Osborn’s changing attitude about slavery reflected her change in outlook related to many aspects of life. Increasingly, Osborn believed that individuals played important roles in society, particularly in the spread of Christianity. Her changing attitudes show the impact not only of the Great Awakening but also of the Enlightenment. As Osborn became more evangelical in her religious outlook and beliefs, she increasingly emphasized the important role of the individual in the spread of Christianity. She reflected this growing emphasis in her own actions as she worked hard to reach out to people around her in an effort to encourage their own faith. The Enlightenment’s emphasis on individual action and the importance of experience as evidence of change came to influence many people affected by the Great Awakening and Osborn is a good example of this impact. She used the challenges of her life as evidence of God’s guidance to a better personal faith and urged others to do the same. Thus, Osborn called on people to seek God’s blessings through an increased focus on direct individual experience, an interesting combination of the ideas of the Great Awakening and the Enlightenment.
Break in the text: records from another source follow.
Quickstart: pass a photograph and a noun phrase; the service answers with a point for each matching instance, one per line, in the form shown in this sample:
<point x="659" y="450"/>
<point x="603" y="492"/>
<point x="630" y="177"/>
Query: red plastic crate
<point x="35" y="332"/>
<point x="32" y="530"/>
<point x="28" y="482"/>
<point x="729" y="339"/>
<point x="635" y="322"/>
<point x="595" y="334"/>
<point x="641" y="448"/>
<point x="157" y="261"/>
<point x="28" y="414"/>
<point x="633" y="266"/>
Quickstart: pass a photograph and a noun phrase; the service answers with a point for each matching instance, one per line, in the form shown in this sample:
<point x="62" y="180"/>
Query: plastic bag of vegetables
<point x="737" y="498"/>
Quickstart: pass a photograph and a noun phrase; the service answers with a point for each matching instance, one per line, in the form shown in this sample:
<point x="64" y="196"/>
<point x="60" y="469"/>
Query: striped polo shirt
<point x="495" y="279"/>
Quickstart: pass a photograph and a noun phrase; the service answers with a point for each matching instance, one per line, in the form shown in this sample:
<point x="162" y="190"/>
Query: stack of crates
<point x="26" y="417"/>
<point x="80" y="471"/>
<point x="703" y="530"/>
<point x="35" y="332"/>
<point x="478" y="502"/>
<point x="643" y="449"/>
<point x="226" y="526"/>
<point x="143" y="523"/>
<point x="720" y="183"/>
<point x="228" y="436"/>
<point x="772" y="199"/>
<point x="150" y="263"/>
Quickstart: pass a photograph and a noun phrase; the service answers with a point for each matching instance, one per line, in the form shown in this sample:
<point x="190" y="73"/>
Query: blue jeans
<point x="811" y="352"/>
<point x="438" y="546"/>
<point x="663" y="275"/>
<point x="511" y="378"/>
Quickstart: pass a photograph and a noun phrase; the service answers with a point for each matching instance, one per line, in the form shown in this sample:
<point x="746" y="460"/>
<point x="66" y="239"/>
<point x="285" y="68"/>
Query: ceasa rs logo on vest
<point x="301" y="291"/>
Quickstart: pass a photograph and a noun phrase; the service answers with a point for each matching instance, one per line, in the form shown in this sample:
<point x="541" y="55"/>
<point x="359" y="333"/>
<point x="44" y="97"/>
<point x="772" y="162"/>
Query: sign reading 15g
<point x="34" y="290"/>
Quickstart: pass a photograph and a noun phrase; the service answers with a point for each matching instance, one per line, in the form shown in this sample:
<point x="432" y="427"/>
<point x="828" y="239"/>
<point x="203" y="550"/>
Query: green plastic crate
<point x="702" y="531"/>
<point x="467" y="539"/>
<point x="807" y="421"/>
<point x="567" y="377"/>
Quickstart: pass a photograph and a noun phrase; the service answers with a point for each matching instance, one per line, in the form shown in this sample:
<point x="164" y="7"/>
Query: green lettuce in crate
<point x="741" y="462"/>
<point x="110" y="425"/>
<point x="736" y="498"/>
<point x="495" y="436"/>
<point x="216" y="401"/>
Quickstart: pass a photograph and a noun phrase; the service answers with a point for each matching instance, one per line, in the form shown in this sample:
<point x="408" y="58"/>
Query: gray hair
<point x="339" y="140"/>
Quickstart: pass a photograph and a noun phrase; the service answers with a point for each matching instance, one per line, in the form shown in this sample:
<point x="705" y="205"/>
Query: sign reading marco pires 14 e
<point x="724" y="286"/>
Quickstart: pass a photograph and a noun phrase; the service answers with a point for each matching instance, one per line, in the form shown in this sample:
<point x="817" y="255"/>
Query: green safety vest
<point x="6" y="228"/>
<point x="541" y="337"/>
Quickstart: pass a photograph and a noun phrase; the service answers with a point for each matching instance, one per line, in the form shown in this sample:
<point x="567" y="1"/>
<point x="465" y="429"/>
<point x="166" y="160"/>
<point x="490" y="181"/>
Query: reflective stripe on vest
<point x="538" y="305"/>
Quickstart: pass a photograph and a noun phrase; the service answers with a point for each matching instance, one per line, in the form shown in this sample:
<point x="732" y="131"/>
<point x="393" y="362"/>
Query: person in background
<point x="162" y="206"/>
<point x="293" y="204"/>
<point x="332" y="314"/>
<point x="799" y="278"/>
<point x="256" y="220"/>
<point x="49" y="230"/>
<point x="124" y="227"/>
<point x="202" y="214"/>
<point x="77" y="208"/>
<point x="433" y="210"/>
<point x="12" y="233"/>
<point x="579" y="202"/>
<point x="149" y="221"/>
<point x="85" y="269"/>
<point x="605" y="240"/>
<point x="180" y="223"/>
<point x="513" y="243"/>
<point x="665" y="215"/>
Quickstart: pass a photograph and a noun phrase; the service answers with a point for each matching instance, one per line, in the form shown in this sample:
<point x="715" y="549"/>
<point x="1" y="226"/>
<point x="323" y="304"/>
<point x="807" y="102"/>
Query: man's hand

Brekus’s primary success in this book is to remind readers of the important impact Sarah Osborn had on the people around her and the role she played as a female religious leader in the male-dominated world of eighteenth-century America. This alone would make the book an important contribution. But Brekus’s discussion of the life of Sarah Osborn through her writings also provides an excellent introduction to the changes produced in eighteenth-century America by the interaction of ideas growing out of the Great Awakening and the Enlightenment. These two events are often studied separately so the interaction of ideas produced by them is not always seen. Brekus seeks to overcome that separation by showing that religious people such as Osborn were impacted by both outlooks even if they were not directly aware of that impact. Osborn’s life is inspiring in many ways and shows the changing ideas that came out of the events of the 1700s. Brekus thus uses the life and writings of one important individual to open the door to a better understanding of the interaction of ideas between the Great Awakening and the Enlightenment that drastically changed America and set the stage for later developments.